The abolishment of tuition fees could be a solution to keep education attractive for students. By doing so, students can choose for a study and profession fitting their interests and talents.
Not only is this beneficial for them, it is for the state as well since a broad variety of jobs have to be carried out to keep the society running, not only the ones with the highest salaries.
The educational system can be funded in many ways. Roughly we can divide these into three groups: Private education, State-funded education and Partially state-funded education.
- Private education is education with a tuition fee that is fully payed for by a private person.
- State-funded education covers the costs of education with tax revenues.

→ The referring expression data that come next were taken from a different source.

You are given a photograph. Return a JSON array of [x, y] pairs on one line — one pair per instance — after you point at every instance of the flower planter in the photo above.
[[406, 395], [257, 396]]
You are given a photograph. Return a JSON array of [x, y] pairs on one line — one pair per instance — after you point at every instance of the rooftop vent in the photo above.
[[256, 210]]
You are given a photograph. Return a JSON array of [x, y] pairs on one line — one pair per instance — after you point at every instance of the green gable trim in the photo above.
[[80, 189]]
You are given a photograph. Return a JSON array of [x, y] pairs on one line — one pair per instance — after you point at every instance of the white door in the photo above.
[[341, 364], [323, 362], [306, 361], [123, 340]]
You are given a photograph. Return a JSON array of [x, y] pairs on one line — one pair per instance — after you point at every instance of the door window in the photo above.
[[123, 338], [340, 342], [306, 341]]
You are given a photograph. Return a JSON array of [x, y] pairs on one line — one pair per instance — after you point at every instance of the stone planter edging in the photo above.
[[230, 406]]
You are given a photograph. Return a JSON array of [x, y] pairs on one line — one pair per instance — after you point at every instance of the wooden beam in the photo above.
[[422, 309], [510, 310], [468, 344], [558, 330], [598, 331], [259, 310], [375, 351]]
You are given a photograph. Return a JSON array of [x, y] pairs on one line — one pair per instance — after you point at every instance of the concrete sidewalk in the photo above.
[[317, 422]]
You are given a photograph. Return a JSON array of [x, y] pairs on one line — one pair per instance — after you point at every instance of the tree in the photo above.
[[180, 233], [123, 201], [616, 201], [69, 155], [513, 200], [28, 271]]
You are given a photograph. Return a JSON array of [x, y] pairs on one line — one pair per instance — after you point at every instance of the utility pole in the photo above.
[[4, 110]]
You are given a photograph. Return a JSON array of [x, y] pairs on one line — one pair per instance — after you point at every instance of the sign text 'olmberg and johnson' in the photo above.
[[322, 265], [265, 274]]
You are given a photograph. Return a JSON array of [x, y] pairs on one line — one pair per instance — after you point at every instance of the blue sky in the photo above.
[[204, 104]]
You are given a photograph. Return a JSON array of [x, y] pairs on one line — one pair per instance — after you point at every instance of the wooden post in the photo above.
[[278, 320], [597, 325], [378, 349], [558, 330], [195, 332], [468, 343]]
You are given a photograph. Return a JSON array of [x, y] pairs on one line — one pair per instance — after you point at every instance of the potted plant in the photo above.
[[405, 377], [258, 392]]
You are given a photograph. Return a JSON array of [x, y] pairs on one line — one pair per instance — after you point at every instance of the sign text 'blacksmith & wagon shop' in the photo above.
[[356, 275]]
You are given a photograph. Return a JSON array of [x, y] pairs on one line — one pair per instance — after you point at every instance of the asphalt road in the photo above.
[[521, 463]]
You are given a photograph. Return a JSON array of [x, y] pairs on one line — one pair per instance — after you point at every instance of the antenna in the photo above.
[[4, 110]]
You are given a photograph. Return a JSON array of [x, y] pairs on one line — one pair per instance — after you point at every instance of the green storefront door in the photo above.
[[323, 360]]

- Partially state-funded education covers the costs of education partially with tax revenues and partially by private citizens.
To experience complete freedom in high school and further education, financial barriers like tuition fees should be taken away. Only then, every student will have the possibility to study out of nothing but pure intrinsic motivation.

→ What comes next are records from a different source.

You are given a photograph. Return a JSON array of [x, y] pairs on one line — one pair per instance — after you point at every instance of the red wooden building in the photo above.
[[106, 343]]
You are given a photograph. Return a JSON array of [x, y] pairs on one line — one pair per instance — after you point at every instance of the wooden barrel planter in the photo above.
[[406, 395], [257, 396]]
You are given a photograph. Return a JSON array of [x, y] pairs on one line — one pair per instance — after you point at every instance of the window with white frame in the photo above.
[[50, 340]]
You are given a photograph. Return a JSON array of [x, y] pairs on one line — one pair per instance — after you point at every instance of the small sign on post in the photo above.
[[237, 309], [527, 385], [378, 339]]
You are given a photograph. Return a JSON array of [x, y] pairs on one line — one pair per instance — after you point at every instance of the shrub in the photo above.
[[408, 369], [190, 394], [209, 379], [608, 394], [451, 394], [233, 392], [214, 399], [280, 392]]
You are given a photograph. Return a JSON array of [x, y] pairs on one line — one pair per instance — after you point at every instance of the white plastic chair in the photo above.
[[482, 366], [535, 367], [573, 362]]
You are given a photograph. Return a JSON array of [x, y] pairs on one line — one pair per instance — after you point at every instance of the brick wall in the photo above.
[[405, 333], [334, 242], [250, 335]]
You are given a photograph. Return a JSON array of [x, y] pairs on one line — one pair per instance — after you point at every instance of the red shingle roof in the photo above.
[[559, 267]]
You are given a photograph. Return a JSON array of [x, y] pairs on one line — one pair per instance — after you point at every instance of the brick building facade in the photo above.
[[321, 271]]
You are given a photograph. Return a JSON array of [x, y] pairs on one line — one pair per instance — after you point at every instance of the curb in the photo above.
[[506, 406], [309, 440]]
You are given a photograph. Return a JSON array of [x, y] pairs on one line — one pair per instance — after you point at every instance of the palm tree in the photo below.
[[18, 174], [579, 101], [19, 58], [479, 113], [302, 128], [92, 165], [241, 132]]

Private Education and Partially State-funded Education, will require a tuition fee which a student will not always be able to afford. A student loan has to be taken then or family should pay for the studies.
Money can be a strong incentive for extrinsic motivation which will most likely influence the study choice of the student. This might lead to a ‘commercialization of education’. Not the study that fits the intrinsic motivation will then be the choice but the study with the highest revenue.
To avoid commercialization of education and allow students to choose a study they have the highest motivation for, a solution can be found in fully state-funded education. The reasoning behind that is quite simple.
Three systems, one fundament
What the three funding systems have in common, is that all money to cover the costs of the educational system comes from the citizens.
Whether they pay it through tax or in the form of a tuition fee does not really matter, the money comes from the same pockets.
By choosing for State-funded education, the cost-efficiency of education will always be taken into consideration since the educational system is not the only expense of the state.
It prevents education from becoming unaffordable, where only high student loans or savings could compensate the costs.
Additionally, wealthier people contribute more to the educational system since they pay more tax. This reduces inequality in a society and allows all people to study and become successful.
Moreover, all tax-paying citizens contribute to the educational system instead of only those who are using it. The costs of the educational system are thereby carried by ‘more shoulders’ and the costs are spread out.
Not only is this beneficial for funding the educational system, it also encourages people to use it since they pay for it anyway. This positive impulse encourages people to keep studying and professionalize themselves.
The benefits of more freedom in high school
We can come to the conclusion, that freedom in high school goes much further than the subjects we follow in the classroom.
By getting a stronger saying in our personal curriculum, we learn to take control over our lives. It is important for students to get the feeling they are in charge over their own lives, because in the end, they will have to find a way to make a living.
Therefore, a system should be introduced that allows them that freedom. That provides an optimal flexibility and accessibility to shape the personal curriculum in line with the intrinsic motivation.
But is does not stop there. The educational freedom should be free of charge to keep it open and accessible, to anyone at anytime in their life.
Deci, E., & Ryan, R. M. (1985). Intrinsic Motivation and Self-Determination in Human Behavior. p.127. New York, USA: Springer US
LeCompte, M. D., & Dworkin, A. G. (1991). Giving Up on School: Student Dropouts and Teacher Burnouts. Newbury Park, USA: Corwin Press.